From Free IPA

Contents 1 Access Control in FreeIPA v1 1.1 Use Cases 1.2 Available Controls 1.3 User Interface Concerns

Access Control in FreeIPA v1

Use Cases

1) Alice works in Human Resources and needs to create new user accounts when employees are hired. Bob uses the FreeIPA web console to grant her the rights to:

• Create new users
• Set the initial password for the users
• Add users to common groups

Alice is not allowed to:

• Create new groups
• Add users to all groups (e.g., she can't add users to groups that give administrative access to servers or FreeIPA)
• Change the password for existing users

2) Bob is the FreeIPA admin and wants to allow users to make certain changes to their own account information. He allows them to:

• Reset their own password
• Change their telephone number, home address, etc.
• Allow them to change the custom attributes he added to FreeIPA storing their pet names and favorite James Bond movie.

The are not allowed to change anything else about their accounts.

3) Bob hired a new junior FreeIPA admin Carlton. He wants to give him all access to FreeIPA except the ability to give any FreeIPA administrative access to other users.

4) Dave is a manager of a division and is reorganizing his staff. Bob needs to give him access to change the job title and manager fields for all of the users in his division.

Available Controls

Users

• Adding
• Deleting
• Writing (per field)
• Reading (per field)
• Searching (per field)

Everything other than adding needs to be able to scoped down to a subset of users. For example, Dave might only be able to delete the users in his organization or Alice might be able to modify all of the users in her local office. TODO: how should this scoping work?
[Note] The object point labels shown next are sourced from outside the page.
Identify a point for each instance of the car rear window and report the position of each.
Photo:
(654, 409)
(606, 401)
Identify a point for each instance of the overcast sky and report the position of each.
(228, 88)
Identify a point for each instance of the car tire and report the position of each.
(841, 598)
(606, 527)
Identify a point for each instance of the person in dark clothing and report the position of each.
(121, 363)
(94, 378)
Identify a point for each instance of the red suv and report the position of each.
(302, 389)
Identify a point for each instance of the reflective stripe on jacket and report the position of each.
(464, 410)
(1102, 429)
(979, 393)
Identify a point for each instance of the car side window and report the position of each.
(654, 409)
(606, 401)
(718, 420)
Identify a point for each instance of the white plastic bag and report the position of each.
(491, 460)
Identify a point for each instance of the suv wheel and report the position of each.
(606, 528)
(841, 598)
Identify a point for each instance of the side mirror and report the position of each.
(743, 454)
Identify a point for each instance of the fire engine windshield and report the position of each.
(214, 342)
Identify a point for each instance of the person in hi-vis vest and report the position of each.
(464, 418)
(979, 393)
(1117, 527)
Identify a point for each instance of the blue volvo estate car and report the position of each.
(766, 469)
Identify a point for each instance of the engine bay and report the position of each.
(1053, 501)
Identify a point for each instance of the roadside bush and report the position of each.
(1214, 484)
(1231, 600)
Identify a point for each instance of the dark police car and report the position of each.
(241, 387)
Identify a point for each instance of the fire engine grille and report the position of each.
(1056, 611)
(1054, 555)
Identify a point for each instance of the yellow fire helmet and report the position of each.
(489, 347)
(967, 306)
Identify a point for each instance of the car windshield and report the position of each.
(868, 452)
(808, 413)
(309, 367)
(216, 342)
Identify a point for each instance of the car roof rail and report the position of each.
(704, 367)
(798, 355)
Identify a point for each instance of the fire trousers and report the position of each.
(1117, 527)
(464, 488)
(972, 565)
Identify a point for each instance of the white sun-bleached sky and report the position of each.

The per-field controls are necessary so that sensitive attributes (like password) can be handled correctly. These controls must extend to custom attributes.

Groups

• Adding
• Deleting
• Reading (show members)
• Writing (add members)

User Interface Concerns

Access control will require its own user interface, but it will also effect other user interfaces. The access that a user has must be reflected in the interface and wherever possible attempts to make changes should be prohibited early rather than resulting in errors.

• When creating or modifying a user or group only those fields that the user has access to write should be editable in the interface.
• When searching or displaying entries attributes that the user cannot read or search against should be optionally displayed (we are not attempting to hide the existence of attributes).
• In general, we are not concerned with concealing the existence of entries (like users or groups), just specific attributes of those entries. For example, it is less important to conceal the existence of the SuperAdmin group than it is to prevent the disclosure of its members.

TODO: how can access be determined when presenting a form for editing?